Die Frage kommt in fast jedem Shopify-Erstgespräch: reicht ein angepasstes Theme oder braucht es individuelle Entwicklung? Es gibt keine pauschale Antwort, aber klare Kriterien, an denen sich das entscheiden lässt.

Wann ein Theme reicht

Die meisten Stores mit überschaubarer Produktzahl, klassischer Kategorie-Produkt-Checkout-Struktur und Standard-Zahlungsarten sind mit einem angepassten Shopify-Theme gut bedient. Farben, Typografie, Layout-Bausteine und Produktseiten lassen sich damit weit an eine Marke anpassen, ohne dass jede Komponente neu programmiert werden muss.

Wann sich individuelle Entwicklung lohnt

Sobald Produktlogik über das hinausgeht, was Standard-Apps und Theme-Sektionen abbilden – etwa komplexe Konfiguratoren, ungewöhnliche Varianten- oder Bündel-Logik, spezielle B2B-Preislogik oder tiefe Integrationen in ein bestehendes Warenwirtschaftssystem – wird ein Theme schnell zum Kompromiss. Dann ist es oft günstiger, von Anfang an gezielt zu entwickeln, statt ein Theme so lange zu biegen, bis es bricht.

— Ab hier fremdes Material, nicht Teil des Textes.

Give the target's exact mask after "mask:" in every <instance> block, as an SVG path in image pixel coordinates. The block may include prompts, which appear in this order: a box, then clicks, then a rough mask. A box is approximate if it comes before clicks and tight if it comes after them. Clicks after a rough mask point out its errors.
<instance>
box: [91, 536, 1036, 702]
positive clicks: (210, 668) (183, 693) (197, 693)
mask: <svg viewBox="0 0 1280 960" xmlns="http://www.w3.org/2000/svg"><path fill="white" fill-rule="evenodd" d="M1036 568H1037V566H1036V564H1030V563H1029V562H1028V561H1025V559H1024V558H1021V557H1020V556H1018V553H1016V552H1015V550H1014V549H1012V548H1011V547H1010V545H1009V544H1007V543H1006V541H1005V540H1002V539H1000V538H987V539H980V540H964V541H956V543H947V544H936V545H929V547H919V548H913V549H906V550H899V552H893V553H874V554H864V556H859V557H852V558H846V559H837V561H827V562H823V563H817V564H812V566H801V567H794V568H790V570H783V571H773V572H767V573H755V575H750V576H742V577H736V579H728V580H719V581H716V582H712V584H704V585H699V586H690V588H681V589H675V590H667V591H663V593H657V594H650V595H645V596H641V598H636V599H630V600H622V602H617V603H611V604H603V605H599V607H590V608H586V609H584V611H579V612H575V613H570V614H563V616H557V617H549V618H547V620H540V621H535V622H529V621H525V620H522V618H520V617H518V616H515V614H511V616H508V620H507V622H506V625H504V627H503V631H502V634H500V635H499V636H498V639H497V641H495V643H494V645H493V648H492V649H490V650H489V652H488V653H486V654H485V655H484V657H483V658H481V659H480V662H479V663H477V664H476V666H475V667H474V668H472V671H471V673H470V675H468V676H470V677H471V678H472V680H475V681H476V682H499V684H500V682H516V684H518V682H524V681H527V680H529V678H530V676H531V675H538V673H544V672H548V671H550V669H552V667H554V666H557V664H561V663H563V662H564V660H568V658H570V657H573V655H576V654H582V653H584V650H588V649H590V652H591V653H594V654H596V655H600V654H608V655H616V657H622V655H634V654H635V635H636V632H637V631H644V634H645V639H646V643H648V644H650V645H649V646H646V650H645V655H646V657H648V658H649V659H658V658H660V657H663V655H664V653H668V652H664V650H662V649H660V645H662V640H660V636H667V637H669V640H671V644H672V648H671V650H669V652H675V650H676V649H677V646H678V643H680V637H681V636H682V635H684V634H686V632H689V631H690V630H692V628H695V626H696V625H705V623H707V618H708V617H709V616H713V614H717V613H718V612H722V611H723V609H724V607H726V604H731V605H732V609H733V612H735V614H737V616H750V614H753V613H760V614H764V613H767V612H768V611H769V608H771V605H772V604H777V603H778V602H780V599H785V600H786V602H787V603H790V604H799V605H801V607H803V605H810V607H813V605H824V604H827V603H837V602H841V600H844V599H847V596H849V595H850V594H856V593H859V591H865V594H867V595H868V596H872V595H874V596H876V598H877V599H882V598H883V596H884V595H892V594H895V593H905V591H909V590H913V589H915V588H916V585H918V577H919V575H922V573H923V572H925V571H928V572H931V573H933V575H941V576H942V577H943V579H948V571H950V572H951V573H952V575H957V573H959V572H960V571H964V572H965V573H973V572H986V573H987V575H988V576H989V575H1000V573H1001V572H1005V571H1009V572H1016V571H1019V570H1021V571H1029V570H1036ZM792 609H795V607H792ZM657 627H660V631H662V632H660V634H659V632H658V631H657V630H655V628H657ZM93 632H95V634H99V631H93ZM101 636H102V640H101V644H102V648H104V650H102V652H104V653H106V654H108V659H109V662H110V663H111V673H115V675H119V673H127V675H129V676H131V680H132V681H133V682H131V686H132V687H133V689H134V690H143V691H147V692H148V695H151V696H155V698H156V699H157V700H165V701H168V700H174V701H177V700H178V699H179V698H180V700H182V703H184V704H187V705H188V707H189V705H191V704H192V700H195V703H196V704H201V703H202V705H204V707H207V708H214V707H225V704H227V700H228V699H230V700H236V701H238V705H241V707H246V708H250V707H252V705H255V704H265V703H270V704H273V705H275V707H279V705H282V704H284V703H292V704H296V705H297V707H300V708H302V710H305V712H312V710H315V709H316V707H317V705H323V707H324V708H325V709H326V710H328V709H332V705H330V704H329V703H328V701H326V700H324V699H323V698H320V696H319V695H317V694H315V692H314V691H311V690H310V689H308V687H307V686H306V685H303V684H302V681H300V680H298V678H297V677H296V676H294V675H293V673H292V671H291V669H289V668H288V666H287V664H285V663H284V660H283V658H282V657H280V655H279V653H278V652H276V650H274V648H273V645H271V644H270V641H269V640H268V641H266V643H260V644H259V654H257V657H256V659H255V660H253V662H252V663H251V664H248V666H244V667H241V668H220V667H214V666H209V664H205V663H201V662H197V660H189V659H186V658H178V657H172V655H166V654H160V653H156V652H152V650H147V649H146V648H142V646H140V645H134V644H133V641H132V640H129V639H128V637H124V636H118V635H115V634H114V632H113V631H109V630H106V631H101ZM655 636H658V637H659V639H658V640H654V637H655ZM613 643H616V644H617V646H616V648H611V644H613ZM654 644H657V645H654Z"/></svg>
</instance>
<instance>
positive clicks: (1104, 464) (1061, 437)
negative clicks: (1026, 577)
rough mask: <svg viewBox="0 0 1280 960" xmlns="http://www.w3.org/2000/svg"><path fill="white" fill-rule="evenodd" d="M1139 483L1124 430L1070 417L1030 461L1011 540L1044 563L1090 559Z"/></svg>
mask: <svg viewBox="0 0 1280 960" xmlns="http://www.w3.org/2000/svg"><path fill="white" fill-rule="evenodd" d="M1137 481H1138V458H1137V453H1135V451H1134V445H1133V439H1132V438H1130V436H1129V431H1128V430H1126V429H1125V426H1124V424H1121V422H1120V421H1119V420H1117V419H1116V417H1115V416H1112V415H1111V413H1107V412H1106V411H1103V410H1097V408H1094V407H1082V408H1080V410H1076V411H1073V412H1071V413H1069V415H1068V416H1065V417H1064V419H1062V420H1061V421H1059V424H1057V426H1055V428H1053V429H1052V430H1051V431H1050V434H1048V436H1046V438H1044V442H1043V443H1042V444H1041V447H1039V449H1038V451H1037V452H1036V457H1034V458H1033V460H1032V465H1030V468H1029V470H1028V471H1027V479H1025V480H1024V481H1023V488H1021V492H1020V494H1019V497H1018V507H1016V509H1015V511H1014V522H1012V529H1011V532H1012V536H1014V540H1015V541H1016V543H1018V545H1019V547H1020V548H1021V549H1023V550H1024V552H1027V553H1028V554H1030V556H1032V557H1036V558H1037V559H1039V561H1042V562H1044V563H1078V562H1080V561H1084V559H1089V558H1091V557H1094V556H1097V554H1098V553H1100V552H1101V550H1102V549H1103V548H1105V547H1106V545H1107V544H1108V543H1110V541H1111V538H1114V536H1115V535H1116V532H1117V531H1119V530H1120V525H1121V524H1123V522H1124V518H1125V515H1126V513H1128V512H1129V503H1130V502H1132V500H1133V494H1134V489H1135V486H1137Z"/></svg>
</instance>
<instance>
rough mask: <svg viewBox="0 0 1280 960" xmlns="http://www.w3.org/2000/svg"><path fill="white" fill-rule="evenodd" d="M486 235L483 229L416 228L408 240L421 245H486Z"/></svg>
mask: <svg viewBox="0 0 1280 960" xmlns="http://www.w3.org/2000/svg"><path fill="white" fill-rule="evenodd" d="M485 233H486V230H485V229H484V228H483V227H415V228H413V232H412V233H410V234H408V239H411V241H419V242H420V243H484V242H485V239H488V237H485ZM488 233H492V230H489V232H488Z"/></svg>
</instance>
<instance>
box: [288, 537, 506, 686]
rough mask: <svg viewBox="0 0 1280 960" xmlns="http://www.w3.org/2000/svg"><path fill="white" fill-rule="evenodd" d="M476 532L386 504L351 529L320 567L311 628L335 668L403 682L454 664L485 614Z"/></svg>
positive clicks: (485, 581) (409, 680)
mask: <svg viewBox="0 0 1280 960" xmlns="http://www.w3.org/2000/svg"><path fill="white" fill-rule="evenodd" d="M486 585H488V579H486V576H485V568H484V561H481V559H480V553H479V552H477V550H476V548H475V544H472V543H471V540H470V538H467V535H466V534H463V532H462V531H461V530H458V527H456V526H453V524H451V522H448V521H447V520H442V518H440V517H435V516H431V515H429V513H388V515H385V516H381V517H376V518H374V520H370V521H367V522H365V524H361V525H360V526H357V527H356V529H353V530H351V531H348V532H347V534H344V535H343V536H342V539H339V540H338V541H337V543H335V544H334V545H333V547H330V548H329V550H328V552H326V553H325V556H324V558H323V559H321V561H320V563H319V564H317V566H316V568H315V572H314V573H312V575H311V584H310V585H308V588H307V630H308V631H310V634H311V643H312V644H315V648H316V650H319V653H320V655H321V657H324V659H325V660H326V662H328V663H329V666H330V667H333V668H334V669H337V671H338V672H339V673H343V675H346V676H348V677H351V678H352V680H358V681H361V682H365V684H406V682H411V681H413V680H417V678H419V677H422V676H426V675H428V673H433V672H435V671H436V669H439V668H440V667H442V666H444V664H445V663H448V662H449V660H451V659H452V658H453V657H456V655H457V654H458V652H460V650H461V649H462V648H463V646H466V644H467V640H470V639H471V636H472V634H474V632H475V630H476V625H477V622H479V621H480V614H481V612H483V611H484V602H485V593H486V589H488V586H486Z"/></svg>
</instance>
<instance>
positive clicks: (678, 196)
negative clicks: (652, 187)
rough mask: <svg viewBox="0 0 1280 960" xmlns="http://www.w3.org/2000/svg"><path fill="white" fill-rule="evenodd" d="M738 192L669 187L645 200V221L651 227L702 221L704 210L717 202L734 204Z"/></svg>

Migration: Was beim Wechsel zählt

Bei einem Wechsel von einer anderen Plattform oder einem alten Shopify-Setup entscheidet weniger das Design über den Erfolg als die Migration von Produktdaten, Bestellhistorie, URLs und SEO-Signalen. Redirects und saubere URL-Strukturen verhindern, dass bestehende Sichtbarkeit beim Umzug verloren geht.

Eine einfache Faustregel

  • Standard-Sortiment, Standard-Checkout: Theme anpassen reicht meistens.
  • Komplexe Produktlogik oder tiefe Integrationen: individuelle Entwicklung prüfen.
  • Migration von einer anderen Plattform: URL- und Redirect-Plan zuerst, Design danach.
  • Im Zweifel: mit einem angepassten Theme starten und gezielt erweitern, statt sofort alles individuell zu bauen.

NiZED und BuckShop zeigen, wie unterschiedlich die Antwort je nach Sortiment und Nutzerführung ausfallen kann – die passende Lösung wird projektspezifisch entschieden, nicht pauschal.